4-lagige (und mehrschichtige) Leiterplatte
Eine 4-lagige Leiterplatte hat zwei äußere Signalschichten, die zwischen einer dedizierten Grundplatte und einer dedizierten Leistungsebene liegen. Dies ist das empfohlene Minimum für Mixed-Signal- und HF-Designs. Je höher die Anzahl der Schichten (6, 8, 10+), desto mehr Signalrouting und Ebenenebenen werden hinzugefügt.
Advantages
- Kontinuierliche Massefläche verbessert die EMV- und Rückstrompfade erheblich
- Stromverteilung mit niedriger Impedanz — reduziertes Stromversorgungsrauschen
- Mehr Routing-Kanäle für komplexe Designs
- Erforderlich für alle HF-Werte über ~500 MHz für kontrollierte Impedanz
Disadvantages
- 4-lagig kostet ~2—3× eine 2-lagige Platte der gleichen Größe
- Schwieriger zu inspizierende innere Schichten
- Überprüfung komplexerer Konstruktionsregeln
- Via-in-Pad und Blind/Buried Visa verursachen weitere Kosten
When to use
Verwenden Sie mindestens 4-lagig für MCU-Designs, HF-Schaltungen über 500 MHz, digitale Hochgeschwindigkeitsschaltungen (> 50 Mbit/s) und alle Platinen mit gemischten analogen und digitalen Signalen, die eine Geräuschisolierung erfordern.
Key Differences
- ▸2-lagig: keine dedizierte Grundplatte; 4-lagig: feste Boden- und Triebwerksebenen
- ▸Bodenplatte verbessert EMV: reduziert Strahlung und Empfindlichkeit um 20—40 dB
- ▸Die Kosten für 4 Schichten betragen ~2—3 × von 2 Schichten bei gleicher Größe
- ▸Eine kontrollierte Impedanz (50-Ω-Leiterbahnen) erfordert eine Referenzebene — ohne Kompromisse unmöglich auf einer 2-lagigen Oberfläche
- ▸Die meisten MCU- und HF-Designs über 500 MHz erfordern mindestens 4 Schichten
Summary
Verwenden Sie 2-lagige Leiterplatten für einfache, kostensensitive Designs mit lockeren EMV-Anforderungen. Für jedes Design mit MCUs über 100 MHz, HF-Schaltungen oder empfindlichen analogen Signalen sind mindestens 4 Schichten erforderlich. Der Kostenaufschlag von 4 Schichten ist fast immer durch verbesserte EMV-Eigenschaften, kürzere Debug-Zeiten und bessere Signalintegrität gerechtfertigt.
Frequently Asked Questions
Warum ist 4-Layer besser als 2-Layer für EMC?
Eine feste Massefläche bietet einen niederohmigen Rückweg für Signalströme und begrenzt die Felder zwischen der Signalschicht und der Ebene. Auf einer 2-lagigen Platine folgen Rückströme dem Pfad der geringsten Induktivität, der weit von der Signalspur entfernt sein kann, wodurch große Schleifenbereiche entstehen, die effizient abstrahlen.
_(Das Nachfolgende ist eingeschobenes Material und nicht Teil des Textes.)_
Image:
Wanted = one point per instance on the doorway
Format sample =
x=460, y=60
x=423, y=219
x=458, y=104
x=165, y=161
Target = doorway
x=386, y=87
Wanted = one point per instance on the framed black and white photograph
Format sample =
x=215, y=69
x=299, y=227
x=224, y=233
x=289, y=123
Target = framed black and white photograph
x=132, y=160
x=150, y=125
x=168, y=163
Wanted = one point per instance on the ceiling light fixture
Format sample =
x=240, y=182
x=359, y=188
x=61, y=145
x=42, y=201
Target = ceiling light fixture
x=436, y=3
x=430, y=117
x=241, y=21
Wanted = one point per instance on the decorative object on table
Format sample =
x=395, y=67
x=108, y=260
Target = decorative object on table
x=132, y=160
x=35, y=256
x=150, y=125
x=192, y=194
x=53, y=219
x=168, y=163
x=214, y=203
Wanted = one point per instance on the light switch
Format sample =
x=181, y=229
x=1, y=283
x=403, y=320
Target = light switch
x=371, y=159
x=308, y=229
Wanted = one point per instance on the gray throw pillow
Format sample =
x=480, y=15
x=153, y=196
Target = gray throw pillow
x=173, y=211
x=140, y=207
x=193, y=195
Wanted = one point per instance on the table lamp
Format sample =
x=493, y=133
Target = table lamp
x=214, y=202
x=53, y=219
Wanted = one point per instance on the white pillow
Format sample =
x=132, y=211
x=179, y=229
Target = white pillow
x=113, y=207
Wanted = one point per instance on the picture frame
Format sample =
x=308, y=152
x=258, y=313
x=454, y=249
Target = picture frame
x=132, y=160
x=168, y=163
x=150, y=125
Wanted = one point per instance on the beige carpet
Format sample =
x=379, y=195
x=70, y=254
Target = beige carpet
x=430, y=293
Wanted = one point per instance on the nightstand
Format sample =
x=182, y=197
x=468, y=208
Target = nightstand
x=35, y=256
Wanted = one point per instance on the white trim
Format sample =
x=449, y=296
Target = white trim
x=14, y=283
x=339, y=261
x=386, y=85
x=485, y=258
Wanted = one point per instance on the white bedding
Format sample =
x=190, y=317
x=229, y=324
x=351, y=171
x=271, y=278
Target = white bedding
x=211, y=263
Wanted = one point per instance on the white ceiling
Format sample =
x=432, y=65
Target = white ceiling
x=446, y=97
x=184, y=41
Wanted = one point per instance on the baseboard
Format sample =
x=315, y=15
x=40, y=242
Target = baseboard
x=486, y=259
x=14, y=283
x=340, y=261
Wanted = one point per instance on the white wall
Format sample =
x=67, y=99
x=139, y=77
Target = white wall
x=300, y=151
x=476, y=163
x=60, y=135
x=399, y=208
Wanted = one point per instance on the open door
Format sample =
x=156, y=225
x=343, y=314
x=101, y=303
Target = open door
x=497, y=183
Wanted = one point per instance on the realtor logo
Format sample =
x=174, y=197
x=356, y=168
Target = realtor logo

Ist 6-lagig immer besser als 4-lagig?
Nicht immer. Eine gut gestaltete 4-lagige Platine übertrifft oft eine schlecht gestaltete 6-lagige Platine. Fügen Sie Schichten nur hinzu, wenn die Verlegedichte dies wirklich erfordert oder wenn zusätzliche Abschirmebenen erforderlich sind. Jede zusätzliche Schicht erhöht die Kosten und erhöht die Plattendicke.
Was ist der standardmäßige 4-Lagen-Lagenaufbau?
Der gängigste 4-lagige Aufbau von oben nach unten ist: L1 (Signal/Komponenten) — L2 (Grundplatte) — L3 (Leistungsebene) — L4 (Signal). Dadurch werden die Signalschichten an ihre Rückleitungsebenen angrenzen, was eine kontrollierte Impedanz und Rückwege mit geringer Schleifenfläche ermöglicht.
Kann ich RF auf einer 2-lagigen Platine machen?
Ja, mit Einschränkungen. Ein 50-Ω-Mikrostreifen auf einer 2-lagigen Schicht ist möglich, wenn eine Schicht dedizierter Boden ist. Bei 2,4 GHz auf Standard-FR4 (1,6 mm) ist eine 50-Ω-Mikrostreifenbahn etwa 3 mm breit — machbar, aber einschränkend. Oberhalb von 5 GHz werden Verluste und Impedanzkontrolle auf einer 2-lagigen Schicht problematisch.